English city to show off gold Roman coins found with metal detector

Oct. 17, 2012: In this undated photo released by St Albans City and District Council, late Roman gold coins, examples of the solidus, a high-value coin struck in the late fourth century, are photographed before going on display at the Verulamium Museum, St Albans, England. A curator at the museum says the coins, found on private land north of St. Albans, would have been used for major transactions such as buying land or ship cargoes.

Oct. 17, 2012: In this undated photo released by St Albans City and District Council, late Roman gold coins, examples of the solidus, a high-value coin struck in the late fourth century, are photographed before going on display at the Verulamium Museum, St Albans, England. A curator at the museum says the coins, found on private land north of St. Albans, would have been used for major transactions such as buying land or ship cargoes.  (AP/St Albans City and District Council)
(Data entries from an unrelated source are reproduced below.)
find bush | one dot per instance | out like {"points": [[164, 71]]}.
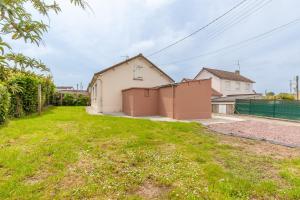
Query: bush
{"points": [[82, 100], [69, 100], [23, 87], [4, 103]]}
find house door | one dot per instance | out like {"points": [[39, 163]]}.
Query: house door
{"points": [[222, 109]]}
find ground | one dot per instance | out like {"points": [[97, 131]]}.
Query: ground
{"points": [[272, 130], [68, 154]]}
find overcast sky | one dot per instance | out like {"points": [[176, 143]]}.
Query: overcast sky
{"points": [[80, 43]]}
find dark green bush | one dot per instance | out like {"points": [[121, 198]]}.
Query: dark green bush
{"points": [[4, 103], [82, 100], [69, 100]]}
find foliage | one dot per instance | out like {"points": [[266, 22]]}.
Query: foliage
{"points": [[4, 103], [285, 96], [270, 94], [71, 100], [19, 24], [80, 156], [280, 96]]}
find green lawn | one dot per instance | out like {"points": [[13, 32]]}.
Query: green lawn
{"points": [[68, 154]]}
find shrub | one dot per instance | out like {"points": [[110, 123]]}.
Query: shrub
{"points": [[4, 103], [82, 100]]}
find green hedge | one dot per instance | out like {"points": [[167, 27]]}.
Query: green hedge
{"points": [[71, 100], [4, 103], [23, 92]]}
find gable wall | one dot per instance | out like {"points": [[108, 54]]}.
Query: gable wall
{"points": [[121, 77]]}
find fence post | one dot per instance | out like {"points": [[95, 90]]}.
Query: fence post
{"points": [[39, 99], [274, 108]]}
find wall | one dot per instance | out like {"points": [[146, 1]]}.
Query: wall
{"points": [[233, 88], [165, 102], [188, 100], [216, 81], [140, 102], [120, 78], [193, 100]]}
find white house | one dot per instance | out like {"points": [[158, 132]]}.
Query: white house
{"points": [[231, 85], [107, 85], [227, 83]]}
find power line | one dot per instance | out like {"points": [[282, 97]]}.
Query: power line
{"points": [[255, 38], [198, 30], [241, 18]]}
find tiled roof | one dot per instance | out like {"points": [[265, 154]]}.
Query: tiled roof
{"points": [[227, 75]]}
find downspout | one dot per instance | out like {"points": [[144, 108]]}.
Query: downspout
{"points": [[101, 93], [173, 92]]}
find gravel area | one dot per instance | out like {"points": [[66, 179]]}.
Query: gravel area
{"points": [[287, 135]]}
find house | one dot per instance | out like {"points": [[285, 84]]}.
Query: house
{"points": [[227, 83], [214, 93], [64, 88], [227, 87], [184, 101], [107, 85]]}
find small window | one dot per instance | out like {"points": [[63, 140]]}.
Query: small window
{"points": [[228, 85], [247, 87], [238, 86], [138, 72], [147, 93]]}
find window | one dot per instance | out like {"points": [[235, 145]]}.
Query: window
{"points": [[247, 86], [238, 86], [138, 72], [228, 85]]}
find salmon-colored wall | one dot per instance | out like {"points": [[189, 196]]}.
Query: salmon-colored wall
{"points": [[165, 101], [188, 100], [193, 100], [140, 102]]}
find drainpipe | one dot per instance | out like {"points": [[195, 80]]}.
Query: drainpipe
{"points": [[99, 80], [173, 93]]}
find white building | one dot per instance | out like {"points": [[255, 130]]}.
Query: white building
{"points": [[107, 85], [227, 83], [231, 85]]}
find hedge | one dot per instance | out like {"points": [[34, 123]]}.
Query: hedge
{"points": [[71, 100], [22, 90], [4, 103]]}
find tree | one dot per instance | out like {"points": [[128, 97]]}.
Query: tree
{"points": [[18, 23]]}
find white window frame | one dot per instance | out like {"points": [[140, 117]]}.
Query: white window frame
{"points": [[238, 86], [138, 72], [247, 86], [228, 85]]}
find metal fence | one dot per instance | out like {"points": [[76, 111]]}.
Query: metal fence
{"points": [[269, 108]]}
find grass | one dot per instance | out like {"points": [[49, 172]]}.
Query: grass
{"points": [[68, 154]]}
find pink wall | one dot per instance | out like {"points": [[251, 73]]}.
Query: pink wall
{"points": [[188, 100], [193, 100], [140, 102]]}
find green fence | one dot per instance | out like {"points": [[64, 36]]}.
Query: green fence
{"points": [[269, 108]]}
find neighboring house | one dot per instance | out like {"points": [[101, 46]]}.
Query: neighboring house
{"points": [[214, 93], [107, 85], [229, 86], [59, 88], [227, 83]]}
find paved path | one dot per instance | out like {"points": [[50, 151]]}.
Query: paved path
{"points": [[275, 131]]}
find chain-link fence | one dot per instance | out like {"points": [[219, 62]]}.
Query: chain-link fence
{"points": [[269, 108]]}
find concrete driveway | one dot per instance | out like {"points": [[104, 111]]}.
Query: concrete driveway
{"points": [[275, 131]]}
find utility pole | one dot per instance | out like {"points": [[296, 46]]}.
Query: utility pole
{"points": [[297, 87]]}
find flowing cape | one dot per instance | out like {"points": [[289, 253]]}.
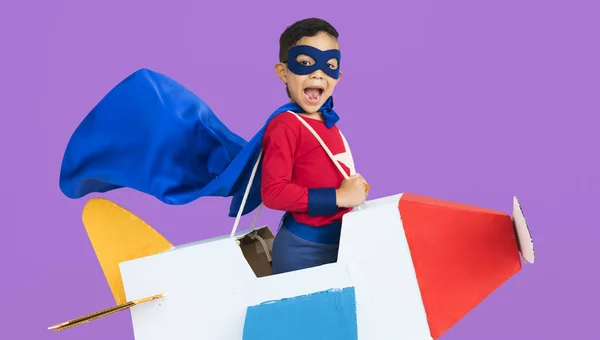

The English city of St. Albans will be displaying a large batch of late Roman gold coins found by an amateur using a metal detector.

City official Claire Wainwright said Wednesday the 159 coins can be seen later this week at the Verulamium Museum.

The coins are example of the solidus, a high-value coin struck in the late 4th century. David Thorold, a curator at the museum, says the coins would have been used for major transactions such as buying land or ship cargoes.

Officials say the coins were found on private land north of St. Albans but have not identified the site.

St. Albans, which is 22 miles north of London, also boasts a Roman theater and ruins of ancient walls.